L’industria del carbone perde colpi, ma quando arriverà a fine corsa?

Sempre meno centrali a carbone vengono ultimate, ma in assenza di un sistema di tassazione aggressivo, le persone continueranno a bruciare il combustibile fossile.

di Jamie Condliffe

Il carbone è ormai fuori moda; O almeno così pare, a giudicare da una nuova analisi presentata da Greenpeace, Sierra Club e CoalSwarm, secondo cui il numero di centrali a carbone in via di costruzione in tutto il mondo è calato del 62 percento nell’ultimo anno. La stessa analisi descrive anche una riduzione del 48 percento nell’attività di pianificazione per la costruzione di nuove centrali.

Questo declino sembra dovuto principalmente a India e Cina. Negli ultimi anni i due paesi hanno ultimato nuove centrali a carbone a un ritmo feroce. Ora, però, sono impegnate a bloccare qualunque nuovo progetto. La Cina ha fermato più di 100 progetti per centrali a carbone e licenziato milioni di lavoratori,  mentre alcuni documenti del governo indiano indicano che il paese non avrà bisogno di più centrali a carbone oltre quelle già ultimate o in fase di completamento.

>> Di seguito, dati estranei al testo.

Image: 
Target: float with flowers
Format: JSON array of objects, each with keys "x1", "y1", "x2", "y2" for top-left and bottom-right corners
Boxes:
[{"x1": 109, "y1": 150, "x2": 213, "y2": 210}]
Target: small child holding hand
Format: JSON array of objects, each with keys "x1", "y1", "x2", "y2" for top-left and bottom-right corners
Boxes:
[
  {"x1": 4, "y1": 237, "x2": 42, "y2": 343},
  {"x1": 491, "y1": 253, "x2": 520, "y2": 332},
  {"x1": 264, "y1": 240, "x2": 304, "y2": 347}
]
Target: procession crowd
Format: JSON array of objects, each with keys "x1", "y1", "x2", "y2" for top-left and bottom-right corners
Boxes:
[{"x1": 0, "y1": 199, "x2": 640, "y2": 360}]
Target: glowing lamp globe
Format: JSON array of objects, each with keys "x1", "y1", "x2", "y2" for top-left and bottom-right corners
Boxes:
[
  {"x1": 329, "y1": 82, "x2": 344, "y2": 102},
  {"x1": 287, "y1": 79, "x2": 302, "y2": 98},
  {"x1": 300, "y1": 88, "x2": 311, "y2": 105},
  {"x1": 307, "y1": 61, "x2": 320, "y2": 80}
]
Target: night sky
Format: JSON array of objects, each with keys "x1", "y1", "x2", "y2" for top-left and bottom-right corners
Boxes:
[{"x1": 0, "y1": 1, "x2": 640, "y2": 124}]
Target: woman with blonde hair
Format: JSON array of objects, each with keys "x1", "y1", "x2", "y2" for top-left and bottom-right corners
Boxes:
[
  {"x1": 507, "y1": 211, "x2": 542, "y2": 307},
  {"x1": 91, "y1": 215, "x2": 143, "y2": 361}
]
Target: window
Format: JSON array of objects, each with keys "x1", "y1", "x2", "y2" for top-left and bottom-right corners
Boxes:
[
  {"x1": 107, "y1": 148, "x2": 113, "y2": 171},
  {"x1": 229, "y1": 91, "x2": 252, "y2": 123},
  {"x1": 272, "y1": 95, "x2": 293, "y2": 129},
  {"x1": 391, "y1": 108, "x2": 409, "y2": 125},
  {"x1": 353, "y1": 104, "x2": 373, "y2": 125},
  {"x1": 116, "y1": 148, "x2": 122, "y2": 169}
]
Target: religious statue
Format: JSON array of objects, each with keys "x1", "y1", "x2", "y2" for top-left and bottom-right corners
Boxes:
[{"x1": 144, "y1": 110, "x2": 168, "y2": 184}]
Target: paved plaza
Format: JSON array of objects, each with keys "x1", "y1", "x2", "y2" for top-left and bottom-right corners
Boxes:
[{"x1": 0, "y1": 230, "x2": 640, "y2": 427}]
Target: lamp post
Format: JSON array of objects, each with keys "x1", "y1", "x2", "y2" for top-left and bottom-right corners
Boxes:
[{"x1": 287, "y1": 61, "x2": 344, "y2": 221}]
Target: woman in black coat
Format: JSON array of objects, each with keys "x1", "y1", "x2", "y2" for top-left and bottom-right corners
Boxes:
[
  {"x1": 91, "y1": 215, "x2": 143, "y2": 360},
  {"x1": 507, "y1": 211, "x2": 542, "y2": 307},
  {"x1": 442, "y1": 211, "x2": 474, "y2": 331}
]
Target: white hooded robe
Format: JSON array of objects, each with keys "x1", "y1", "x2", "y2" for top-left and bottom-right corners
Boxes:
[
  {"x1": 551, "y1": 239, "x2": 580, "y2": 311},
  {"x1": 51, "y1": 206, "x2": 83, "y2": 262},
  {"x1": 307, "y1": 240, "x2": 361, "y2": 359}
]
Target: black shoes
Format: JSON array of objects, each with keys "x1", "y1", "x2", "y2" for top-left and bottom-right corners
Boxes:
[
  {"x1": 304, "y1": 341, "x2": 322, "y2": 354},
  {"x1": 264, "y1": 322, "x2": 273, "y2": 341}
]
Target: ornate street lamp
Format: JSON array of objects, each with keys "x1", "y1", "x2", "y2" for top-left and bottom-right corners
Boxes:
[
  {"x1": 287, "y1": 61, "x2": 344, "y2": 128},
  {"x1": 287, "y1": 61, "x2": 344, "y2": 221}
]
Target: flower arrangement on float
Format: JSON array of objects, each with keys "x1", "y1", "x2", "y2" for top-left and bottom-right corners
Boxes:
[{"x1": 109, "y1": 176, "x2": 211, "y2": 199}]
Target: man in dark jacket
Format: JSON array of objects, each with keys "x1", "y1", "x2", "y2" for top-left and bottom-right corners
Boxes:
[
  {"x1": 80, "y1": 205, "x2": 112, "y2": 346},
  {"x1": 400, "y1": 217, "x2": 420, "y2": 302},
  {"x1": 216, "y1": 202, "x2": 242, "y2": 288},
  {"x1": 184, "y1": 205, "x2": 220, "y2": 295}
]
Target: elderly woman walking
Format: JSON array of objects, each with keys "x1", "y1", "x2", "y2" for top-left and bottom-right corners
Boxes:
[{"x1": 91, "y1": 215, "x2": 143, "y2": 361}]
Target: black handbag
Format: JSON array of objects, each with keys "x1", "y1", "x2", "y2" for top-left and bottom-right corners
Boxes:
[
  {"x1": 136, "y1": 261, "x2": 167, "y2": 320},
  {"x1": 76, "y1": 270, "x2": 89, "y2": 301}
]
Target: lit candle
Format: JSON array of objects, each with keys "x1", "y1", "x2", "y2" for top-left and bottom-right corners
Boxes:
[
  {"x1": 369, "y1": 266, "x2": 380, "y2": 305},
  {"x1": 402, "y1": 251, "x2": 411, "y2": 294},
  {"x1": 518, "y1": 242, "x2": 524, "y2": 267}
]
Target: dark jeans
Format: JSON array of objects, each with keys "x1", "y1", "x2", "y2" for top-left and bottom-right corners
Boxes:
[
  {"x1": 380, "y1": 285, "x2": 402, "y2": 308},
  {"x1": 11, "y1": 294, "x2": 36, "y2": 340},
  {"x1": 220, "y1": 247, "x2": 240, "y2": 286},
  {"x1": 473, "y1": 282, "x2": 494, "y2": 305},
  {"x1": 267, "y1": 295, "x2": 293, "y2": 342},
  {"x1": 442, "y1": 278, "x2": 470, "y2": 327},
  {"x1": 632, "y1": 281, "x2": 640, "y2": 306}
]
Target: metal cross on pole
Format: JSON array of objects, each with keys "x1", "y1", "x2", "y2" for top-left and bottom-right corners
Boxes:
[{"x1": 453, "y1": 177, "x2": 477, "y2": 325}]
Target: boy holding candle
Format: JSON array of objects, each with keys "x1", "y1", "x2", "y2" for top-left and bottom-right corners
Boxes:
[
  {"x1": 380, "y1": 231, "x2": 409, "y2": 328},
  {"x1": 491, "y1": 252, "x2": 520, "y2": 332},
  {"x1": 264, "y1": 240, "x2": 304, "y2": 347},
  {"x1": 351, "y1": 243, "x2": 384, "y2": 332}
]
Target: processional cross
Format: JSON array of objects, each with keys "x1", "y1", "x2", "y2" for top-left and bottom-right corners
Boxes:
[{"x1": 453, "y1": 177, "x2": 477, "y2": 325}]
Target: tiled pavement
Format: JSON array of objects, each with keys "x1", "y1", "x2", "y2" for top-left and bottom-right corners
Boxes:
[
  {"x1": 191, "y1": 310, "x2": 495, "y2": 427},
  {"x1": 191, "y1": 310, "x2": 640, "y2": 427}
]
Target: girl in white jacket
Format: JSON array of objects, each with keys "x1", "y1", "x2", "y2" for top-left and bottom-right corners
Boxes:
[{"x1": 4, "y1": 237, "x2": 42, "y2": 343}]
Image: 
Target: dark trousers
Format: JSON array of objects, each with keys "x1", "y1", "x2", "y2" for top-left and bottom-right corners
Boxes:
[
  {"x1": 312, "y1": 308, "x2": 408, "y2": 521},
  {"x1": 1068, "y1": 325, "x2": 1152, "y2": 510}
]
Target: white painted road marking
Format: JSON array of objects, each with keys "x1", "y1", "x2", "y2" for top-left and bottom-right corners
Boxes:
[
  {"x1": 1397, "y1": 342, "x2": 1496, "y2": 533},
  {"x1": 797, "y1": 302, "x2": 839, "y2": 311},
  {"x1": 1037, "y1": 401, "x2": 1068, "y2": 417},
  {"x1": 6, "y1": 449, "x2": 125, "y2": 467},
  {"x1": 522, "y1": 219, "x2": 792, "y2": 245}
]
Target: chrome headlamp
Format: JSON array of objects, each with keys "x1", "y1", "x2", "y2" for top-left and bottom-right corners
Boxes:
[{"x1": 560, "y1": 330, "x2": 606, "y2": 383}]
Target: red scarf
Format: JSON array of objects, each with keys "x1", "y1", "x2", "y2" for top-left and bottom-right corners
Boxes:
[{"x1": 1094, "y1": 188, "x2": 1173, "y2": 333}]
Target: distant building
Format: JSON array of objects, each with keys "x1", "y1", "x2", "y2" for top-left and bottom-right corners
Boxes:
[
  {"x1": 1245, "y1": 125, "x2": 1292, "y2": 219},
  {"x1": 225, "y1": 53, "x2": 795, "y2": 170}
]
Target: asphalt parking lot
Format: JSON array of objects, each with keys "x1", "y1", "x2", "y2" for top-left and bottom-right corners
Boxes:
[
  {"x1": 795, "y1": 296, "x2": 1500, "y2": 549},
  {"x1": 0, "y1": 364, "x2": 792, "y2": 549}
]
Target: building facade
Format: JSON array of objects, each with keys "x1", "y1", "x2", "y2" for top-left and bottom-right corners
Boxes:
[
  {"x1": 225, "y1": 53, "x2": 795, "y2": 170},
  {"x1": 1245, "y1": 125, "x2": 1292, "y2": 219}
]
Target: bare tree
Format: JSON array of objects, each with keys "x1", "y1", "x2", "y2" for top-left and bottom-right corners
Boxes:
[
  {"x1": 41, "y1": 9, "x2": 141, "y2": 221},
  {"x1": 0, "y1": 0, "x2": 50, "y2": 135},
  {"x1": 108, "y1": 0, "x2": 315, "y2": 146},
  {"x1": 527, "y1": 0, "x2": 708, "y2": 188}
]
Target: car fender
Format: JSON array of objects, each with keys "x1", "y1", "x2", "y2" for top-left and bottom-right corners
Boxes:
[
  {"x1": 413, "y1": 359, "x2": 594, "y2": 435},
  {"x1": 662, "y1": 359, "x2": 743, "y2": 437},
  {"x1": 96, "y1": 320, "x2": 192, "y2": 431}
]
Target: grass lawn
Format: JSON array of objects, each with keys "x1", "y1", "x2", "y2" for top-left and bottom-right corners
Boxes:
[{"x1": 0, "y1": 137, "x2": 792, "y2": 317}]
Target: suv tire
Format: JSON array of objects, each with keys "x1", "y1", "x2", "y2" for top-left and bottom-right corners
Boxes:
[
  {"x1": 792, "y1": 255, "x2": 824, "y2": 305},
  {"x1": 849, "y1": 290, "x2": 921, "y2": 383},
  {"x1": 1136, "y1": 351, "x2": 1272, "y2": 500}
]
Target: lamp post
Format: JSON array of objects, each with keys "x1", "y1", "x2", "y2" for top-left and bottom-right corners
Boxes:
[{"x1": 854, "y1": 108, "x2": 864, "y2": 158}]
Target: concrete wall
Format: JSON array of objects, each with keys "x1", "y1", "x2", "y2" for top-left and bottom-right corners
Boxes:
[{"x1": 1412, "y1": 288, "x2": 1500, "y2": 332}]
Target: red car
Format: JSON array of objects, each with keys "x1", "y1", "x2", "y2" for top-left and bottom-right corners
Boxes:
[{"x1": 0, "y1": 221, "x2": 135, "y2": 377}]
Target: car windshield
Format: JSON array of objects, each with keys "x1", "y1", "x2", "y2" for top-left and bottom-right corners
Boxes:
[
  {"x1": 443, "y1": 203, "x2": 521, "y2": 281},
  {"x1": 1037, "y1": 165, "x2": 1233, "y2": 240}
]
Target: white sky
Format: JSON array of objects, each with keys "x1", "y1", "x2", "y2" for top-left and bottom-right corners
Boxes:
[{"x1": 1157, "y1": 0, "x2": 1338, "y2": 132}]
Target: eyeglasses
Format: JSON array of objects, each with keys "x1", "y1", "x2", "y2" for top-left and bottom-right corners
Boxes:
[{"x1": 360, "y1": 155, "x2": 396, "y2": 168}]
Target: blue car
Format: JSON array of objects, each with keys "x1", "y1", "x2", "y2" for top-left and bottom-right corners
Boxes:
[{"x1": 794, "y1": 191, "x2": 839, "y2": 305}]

Il rapporto segnala anche il crescente ritmo con cui vengono chiuse le centrali a carbone, con 64 gigawatt di capacità rimossa negli ultimi due anni – principalmente in Europa e negli Stati Uniti.

Nel complesso, la notizia è positiva. Il carbone è il peggiore combustibile fossile in termini di emissioni di anidride carbonica per unità di energia prodotta, ed una importante fonte di inquinamento in diverse parti del mondo. Riducendo la nostra dipendenza dal carbone contribuiremmo ad alleviare i timori legati al cambiamento ambientale e ci avvicineremmo più facilmente ai traguardi fissati con l’accordo di Parici.

Ciononostante, l’industria è lontana dal chiudere i battenti. Nei prossimi anni dovrebbero terminare i lavori per aggiungere altri 570 gigawatt di capacità. Si tratta pur sempre di una cifra inferiore rispetto ai 1.090 gigawatt raccolti nel gennaio del 2016, ma ammonta ugualmente a centinaia di nuove centrali. Come se non bastasse il presidente Trump ha espressamente dichiarato la sua intenzione di risuscitare l’industria americana del carbone. Fortunatamente, finché il il gas naturale rimarrà una risorsa abbondante ed economica, le sue affermazioni saranno semplici promesse senza fondamento.

Purtroppo, non si può dire lo stesso altrove. Come spiegato al Guardian da Benjamin Sporton, direttore esecutivo della World Coal Association, in diverse parti dell’Asia “l’esclusione del carbone dal mix energetico non è una opzione – rimane essenziale per la crescita economica e l’accesso degli abitanti a una fonte di energia”. Sporton potrà anche avere torto per quanto riguarda la crescita economica, ma è certo che, senza un deciso sistema di tassazione sul carbone, questo combustibile fossile continuerà a risultare attraente per diversi paesi.